Background: The non-selective cation channels TRPV1 (V1) and TRPA1 (A1) are respond to nociceptive stimulus and co-expressed in the dorsal root ganglia (DRG). Capsaicin, a V1 agonist, binds to the transmembrane region of V1, and allyl isothiocyanate (AITC), an A1 agonist, binds to the N-terminus of A1, and activates these channels. It has been suggested that V1 and A1 form a functional heterotetramer in native cells, but the details are unknown. We therefore created their artificial heterotetramers and analyzed whether V1 and A1 could form a functional heterotetoramer.
Methods: A1 and V1 were cloned from rat cDNA, and the A1::V1 tandem(A1::V1) was created by linking them with a linker. We also created a tandem of ∆N A1 and V1 (∆N A1::V1), in which the N-terminus of A1 was shortened. These channels were expressed in HEK293 cells, and the responses of these channels to agonists were examined using the whole-cell patch clamp technique.

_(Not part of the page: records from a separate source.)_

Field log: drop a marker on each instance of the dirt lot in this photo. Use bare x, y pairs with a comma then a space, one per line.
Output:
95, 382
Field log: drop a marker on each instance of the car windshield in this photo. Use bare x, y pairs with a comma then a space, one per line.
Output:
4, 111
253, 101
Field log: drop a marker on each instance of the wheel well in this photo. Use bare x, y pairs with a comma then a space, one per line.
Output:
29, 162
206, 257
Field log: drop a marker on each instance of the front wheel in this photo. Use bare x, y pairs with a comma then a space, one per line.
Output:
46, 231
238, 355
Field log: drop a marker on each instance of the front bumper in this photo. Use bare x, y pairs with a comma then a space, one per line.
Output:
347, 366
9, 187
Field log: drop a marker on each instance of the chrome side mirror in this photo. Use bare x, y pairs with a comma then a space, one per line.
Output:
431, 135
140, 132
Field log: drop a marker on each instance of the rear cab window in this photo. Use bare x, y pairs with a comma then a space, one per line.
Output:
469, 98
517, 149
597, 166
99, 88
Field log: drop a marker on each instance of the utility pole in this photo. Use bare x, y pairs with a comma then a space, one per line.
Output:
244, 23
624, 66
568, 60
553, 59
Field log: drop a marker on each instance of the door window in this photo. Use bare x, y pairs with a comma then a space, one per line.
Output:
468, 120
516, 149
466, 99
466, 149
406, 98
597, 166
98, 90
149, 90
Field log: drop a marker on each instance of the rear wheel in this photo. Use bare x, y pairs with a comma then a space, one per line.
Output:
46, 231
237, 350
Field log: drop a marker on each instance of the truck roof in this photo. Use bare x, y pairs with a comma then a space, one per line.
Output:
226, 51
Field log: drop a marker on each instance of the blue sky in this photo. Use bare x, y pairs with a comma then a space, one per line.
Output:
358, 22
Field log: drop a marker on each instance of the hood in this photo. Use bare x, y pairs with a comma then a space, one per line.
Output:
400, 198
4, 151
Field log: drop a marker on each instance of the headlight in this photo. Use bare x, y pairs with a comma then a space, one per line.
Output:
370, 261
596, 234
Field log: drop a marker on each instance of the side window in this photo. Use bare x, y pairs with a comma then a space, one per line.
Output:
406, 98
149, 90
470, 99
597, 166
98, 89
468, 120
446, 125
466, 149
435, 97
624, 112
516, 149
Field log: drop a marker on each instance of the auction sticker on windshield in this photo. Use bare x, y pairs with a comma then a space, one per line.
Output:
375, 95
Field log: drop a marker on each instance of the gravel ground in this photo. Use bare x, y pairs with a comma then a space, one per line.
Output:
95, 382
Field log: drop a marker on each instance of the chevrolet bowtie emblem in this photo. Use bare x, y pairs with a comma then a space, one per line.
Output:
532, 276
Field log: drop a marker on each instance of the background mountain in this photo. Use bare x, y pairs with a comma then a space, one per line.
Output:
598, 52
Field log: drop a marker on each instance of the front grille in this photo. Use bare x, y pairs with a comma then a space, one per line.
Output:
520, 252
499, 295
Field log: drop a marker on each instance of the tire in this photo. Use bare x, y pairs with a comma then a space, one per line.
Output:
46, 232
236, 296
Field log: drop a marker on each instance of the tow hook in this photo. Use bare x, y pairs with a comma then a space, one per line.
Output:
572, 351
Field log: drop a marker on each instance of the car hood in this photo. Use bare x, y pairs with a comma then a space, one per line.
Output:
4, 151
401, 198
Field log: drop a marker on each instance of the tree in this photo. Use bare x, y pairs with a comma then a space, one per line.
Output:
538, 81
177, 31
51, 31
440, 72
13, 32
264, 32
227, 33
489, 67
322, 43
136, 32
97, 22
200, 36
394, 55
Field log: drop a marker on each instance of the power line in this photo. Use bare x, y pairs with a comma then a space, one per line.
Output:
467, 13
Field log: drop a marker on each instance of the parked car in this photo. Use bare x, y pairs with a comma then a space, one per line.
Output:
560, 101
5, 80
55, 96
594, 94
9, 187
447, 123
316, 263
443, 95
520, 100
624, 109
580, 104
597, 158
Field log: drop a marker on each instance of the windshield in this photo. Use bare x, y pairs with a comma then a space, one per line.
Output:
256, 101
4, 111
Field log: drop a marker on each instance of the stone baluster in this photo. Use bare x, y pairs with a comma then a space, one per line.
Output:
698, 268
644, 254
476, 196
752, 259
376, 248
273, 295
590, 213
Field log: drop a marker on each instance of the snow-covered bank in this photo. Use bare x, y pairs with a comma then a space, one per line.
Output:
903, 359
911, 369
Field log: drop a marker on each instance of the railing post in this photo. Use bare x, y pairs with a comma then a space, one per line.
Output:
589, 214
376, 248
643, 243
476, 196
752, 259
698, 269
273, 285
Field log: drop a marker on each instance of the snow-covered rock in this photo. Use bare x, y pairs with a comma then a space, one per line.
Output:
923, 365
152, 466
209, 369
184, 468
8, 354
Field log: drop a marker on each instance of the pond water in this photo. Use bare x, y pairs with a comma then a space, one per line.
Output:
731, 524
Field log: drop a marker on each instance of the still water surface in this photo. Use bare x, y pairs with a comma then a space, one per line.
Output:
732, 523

Results/Discussion: A1::V1 responded to both capsaicin and AITC. To investigate the contribution of A1 N-terminus to the agonist responsiveness of the A1::V1, we analyzed the function of ∆N A1::V1. ∆N340 A1::V1 (lack of 1st to 8th N-terminal ankyrin domain of A1) was found to be not responsive to both agonists. On the other hand, the ∆N308 A1::V1 (lack of 1st to 7th ankyrin domain of A1) responded to both agonists, suggesting that, the 8th N-terminal ankyrin domain of A1 is required for agonist responsiveness of the A1::V1. 
These results suggest that TRPV1 and TRPA1 constitute heterotetramer and function as ion channels in native cells.